Der wiederkehrenden Forderung „alle Täter raus – alle wegsperren – die sind alle krank“ begegnen sowohl Michaela Huber als auch die von ihr interviewten Kollegen Marianne Wick (deliktorientiert arbeitende forensische Psychotherapeutin in der Schweiz) und Frank Urbaniok (Chefarzt der größten forensischen Institution Schweiz sowie Professor in den Universitäten von Zürich, Bern und Konstanz) mit Einblicken in ihre Beobachtungen und Erfolge ihrer Arbeit mit Straftätern, als auch mit der Beleuchtung der Steuerungsfähigkeit von Menschen und des Schuldprinzips in Bezug auf die Prävention von Gewalt(wiederholung).

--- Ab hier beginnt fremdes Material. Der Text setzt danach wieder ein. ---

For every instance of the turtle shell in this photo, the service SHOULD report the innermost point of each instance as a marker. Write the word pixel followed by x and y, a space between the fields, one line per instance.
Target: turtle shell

Über psychotherapeutische Methoden und Heilungs- bzw. Veränderungswege gewähren das Fallbeispiel der „Frau K.“, zu welchem auch Renate Stachetzki (leitende Psychologin und Kunsttherapeutin im Plankrankenhaus des PTZ Kitzbergklinik in Bad Mergentheim) interviewt wurde, als auch der Austausch mit der sog. „Innenperson“ Sandra in einer Klientin mit dissoziativer Identität und dem selbst zum Straftäter gewordenen „Herrn L.“ sehr gute und durch ihre Vielschichtigkeit wertvolle Einblicke.

Zahlreiche Studien sowie Literaturverweise im Anhang ermöglichen zudem jederzeit ein „Abbiegen“ in einen weiteren Teilbereich des Themenkomplexes um die Frage, wie man Ohnmacht und Gewalt beenden kann.
Die alltagsnahe Sprache sowie die klare Textstrukturierung ermöglichen eine leichte Annäherung an das Thema und werden seiner Komplexität und Tiefe dennoch gerecht.
So wird ein breiter Zugang zum Themenkomplex auch für Menschen ohne viele Vorkenntnisse ermöglicht.

Es ist ein Werk, das sowohl Fachwissen verschiedener Professionen als auch Mut zur Begegnung und Veränderung vermittelt.
Das Buch enthält auch einen Appell an die Politik sowie den, an die Courage des lesenden Menschen. Es ist Literatur, die allgemein mutig macht, weil sie sowohl Menschen, die an der Veränderung eigener Gewaltmuster und dem Kontakt mit den eigenen „inneren Oppositionellen“ oder auch Täterintrojekten arbeiten (wollen), als auch PsychotherapeutInnen und den Verbündeten in anderer Funktion, eine Positionierung durch Verständnis ermöglicht, ohne auf die verbreitete „Gut -Böse“-Dualität allein zurückgreifen zu müssen.
Eine Positionierung zu finden, bedeutet „Boden unter den Füßen“ zu haben. Einen Boden, der einen selbst trägt. Einen Boden, auf den man auch aufstampfen kann. Eine Grundlage, auf der man aktiv für eine Veränderung eintreten kann.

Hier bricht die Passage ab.